For the regime of moderate activity, the active tracer becomes, within the theoretical idealization, trapped in the passive host system at densities φ ≥ φc. This is expected because the cages possess a finite microscopic yield strength,44 and if the self-propulsion velocity vs0 translates into a force exerted by the active tracer that is below this threshold (and also not infinitely persistent for finite Dr), cages will not yield due to activity.
Approaching the glass transition, one thus expects the long-time motion of the tracer to be quantified by a long-time diffusion coefficient DLt(φ) that approaches zero at φ = φc, and, by bona fide extension of the well established asymptotic results of MCT for passive systems, vanishes as a power law close to the transition, DLt(φ) ∼ |φ − φc|γ for φ → φc from below. The exponent γ is a non-universal exponent emerging from the asymptotic solution of the MCT equations. In practice, the MCT description of the glass transition is an idealized one, and one observes in simulations deviations from the power-law behavior close to and above φc, rendering DLt finite also there.

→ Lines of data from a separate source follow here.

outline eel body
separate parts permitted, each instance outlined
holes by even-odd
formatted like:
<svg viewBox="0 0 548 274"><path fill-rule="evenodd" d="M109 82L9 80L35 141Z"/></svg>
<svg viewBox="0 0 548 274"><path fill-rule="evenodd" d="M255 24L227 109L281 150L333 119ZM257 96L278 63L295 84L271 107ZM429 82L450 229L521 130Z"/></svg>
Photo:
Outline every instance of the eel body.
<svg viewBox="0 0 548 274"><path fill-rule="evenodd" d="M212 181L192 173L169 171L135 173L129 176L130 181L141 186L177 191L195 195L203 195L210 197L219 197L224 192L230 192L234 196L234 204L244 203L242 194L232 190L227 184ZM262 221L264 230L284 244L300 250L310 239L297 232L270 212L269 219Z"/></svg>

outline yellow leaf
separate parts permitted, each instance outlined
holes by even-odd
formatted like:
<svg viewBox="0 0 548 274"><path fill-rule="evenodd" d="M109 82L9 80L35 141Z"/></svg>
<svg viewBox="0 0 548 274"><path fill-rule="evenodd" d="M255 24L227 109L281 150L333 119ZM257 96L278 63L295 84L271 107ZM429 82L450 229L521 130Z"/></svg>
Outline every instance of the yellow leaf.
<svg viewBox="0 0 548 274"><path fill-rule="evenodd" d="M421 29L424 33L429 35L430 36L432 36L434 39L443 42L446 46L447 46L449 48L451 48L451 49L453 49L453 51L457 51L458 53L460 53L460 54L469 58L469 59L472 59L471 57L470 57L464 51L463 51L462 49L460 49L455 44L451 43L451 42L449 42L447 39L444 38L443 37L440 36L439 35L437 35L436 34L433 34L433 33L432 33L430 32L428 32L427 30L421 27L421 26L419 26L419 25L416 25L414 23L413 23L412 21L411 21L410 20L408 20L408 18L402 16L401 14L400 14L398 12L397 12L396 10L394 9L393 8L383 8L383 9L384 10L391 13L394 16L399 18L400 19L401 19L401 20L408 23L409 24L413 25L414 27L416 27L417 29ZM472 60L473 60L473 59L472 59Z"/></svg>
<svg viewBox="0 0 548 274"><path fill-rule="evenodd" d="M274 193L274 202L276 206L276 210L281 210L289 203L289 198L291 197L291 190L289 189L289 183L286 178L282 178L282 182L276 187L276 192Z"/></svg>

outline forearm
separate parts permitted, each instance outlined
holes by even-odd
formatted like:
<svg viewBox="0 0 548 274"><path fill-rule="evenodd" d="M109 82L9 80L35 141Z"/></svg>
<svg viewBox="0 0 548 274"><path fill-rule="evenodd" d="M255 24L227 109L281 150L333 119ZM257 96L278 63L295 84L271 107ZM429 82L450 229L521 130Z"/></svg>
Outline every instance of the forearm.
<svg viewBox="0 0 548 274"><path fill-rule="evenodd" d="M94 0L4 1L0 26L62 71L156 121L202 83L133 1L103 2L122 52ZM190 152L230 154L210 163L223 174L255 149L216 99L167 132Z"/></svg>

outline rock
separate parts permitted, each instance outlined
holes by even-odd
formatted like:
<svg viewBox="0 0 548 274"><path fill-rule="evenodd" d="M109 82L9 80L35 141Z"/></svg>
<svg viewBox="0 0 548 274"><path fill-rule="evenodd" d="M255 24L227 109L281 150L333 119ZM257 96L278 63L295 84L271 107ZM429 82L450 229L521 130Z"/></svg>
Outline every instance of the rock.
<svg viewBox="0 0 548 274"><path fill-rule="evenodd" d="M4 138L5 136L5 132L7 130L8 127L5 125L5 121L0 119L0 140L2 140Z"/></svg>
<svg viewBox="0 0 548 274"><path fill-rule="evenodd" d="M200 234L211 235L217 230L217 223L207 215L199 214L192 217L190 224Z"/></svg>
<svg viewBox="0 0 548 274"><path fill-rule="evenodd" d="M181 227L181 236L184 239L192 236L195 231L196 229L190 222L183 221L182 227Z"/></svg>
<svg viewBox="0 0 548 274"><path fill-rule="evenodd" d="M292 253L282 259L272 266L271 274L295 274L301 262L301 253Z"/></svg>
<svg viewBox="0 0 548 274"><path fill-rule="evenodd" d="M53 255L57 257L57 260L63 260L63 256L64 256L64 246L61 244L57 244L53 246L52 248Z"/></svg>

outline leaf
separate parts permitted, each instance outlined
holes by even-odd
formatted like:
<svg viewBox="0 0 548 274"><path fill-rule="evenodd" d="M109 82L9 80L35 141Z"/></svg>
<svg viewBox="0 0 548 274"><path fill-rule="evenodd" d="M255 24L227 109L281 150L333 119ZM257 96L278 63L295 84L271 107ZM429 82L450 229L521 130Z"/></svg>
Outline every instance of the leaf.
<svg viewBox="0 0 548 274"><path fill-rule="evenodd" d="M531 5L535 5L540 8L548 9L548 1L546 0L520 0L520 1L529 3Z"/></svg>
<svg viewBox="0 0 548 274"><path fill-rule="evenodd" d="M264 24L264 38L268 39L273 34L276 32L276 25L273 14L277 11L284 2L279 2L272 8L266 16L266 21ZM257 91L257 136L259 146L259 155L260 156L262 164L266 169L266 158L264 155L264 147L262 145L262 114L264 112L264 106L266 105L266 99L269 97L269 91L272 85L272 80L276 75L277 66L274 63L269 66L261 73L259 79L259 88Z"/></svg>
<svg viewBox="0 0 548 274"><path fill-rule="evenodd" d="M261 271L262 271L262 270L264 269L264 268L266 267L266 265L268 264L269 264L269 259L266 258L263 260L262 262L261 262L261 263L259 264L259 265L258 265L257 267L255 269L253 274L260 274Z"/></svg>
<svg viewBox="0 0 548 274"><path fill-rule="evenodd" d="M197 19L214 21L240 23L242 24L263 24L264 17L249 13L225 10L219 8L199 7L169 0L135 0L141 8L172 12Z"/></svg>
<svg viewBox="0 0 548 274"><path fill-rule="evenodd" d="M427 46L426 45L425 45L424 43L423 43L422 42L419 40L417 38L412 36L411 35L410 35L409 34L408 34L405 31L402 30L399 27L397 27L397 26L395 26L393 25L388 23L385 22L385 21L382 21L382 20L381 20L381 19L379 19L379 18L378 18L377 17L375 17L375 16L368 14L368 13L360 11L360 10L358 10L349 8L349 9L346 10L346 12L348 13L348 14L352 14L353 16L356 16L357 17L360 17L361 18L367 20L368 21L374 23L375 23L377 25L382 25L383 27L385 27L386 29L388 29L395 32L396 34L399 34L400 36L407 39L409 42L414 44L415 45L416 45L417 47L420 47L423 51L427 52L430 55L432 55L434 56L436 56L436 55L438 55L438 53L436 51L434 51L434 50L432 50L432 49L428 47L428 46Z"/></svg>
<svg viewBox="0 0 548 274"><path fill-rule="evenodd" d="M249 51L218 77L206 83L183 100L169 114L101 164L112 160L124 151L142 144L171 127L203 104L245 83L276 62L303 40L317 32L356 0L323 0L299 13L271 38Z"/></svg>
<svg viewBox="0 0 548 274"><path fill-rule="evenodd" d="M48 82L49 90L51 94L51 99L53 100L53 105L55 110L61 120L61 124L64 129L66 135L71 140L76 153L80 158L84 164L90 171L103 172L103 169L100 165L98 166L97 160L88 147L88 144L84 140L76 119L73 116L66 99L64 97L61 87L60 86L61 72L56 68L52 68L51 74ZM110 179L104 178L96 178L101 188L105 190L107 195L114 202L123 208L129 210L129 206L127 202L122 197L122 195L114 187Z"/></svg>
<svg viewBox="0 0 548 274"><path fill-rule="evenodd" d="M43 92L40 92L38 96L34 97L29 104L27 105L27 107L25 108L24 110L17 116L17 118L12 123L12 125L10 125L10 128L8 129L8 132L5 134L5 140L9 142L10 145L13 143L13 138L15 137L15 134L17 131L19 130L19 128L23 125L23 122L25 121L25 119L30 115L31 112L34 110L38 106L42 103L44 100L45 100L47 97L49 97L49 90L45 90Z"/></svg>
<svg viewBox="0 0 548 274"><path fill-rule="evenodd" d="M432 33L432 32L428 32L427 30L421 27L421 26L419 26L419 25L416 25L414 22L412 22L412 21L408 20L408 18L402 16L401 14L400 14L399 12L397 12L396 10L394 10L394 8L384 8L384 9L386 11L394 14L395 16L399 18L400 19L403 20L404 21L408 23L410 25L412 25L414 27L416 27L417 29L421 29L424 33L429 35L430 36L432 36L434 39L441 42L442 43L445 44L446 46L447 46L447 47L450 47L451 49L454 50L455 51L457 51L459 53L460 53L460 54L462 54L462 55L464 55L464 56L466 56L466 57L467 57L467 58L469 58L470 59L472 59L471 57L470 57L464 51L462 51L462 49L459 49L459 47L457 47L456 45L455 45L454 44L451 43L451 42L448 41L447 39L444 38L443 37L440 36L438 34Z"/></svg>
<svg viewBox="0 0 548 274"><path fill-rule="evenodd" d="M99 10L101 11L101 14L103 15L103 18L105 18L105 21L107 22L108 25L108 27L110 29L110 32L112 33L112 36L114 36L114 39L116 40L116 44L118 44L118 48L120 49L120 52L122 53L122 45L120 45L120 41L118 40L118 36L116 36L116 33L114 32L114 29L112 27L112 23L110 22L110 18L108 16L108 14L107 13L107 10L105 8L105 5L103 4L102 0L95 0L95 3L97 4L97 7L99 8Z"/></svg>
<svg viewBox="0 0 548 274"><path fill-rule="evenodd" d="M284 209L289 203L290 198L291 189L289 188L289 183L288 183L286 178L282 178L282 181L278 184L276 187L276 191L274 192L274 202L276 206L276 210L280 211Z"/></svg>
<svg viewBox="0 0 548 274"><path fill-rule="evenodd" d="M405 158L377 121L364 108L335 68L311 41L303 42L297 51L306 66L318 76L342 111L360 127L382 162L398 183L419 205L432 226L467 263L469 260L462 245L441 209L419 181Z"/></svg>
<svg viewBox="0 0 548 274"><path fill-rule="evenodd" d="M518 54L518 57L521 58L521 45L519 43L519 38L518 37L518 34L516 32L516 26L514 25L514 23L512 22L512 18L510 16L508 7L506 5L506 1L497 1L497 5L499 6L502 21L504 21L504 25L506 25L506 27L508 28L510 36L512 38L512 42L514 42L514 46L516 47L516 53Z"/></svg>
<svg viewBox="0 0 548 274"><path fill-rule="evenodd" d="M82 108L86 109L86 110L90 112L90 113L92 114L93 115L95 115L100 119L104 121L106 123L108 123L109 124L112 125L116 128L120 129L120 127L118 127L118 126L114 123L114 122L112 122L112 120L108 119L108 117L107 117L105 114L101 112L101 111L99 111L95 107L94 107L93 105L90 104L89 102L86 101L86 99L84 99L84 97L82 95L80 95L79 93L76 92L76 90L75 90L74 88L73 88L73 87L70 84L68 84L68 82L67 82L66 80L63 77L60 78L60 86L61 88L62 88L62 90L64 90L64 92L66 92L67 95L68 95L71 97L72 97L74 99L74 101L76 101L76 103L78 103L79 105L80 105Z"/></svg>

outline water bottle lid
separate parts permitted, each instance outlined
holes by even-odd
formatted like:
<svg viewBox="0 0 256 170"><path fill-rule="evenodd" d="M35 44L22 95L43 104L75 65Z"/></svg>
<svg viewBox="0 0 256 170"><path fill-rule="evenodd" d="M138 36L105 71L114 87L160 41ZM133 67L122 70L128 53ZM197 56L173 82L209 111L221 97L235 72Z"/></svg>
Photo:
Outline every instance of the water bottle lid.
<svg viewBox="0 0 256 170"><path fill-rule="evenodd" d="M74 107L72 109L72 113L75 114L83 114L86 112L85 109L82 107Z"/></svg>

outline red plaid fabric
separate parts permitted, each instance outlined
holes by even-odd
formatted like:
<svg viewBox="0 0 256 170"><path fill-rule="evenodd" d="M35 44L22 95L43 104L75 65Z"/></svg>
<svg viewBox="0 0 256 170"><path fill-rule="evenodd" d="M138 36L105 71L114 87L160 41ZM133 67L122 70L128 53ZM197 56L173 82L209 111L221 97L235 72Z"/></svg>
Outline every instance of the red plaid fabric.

Our EDBD simulations confirm this expectation (Fig. 5). In the density window 0.76 ≲ φ ≲ 0.77, the long-time self-diffusion coefficient follows the power-law expected from MCT. Deviations are seen for our simulations at φ = 0.78; as mentioned above, the appearance of long-range fluctuations in the 2D system likely affects the data here, and we exclude this point from our discussion.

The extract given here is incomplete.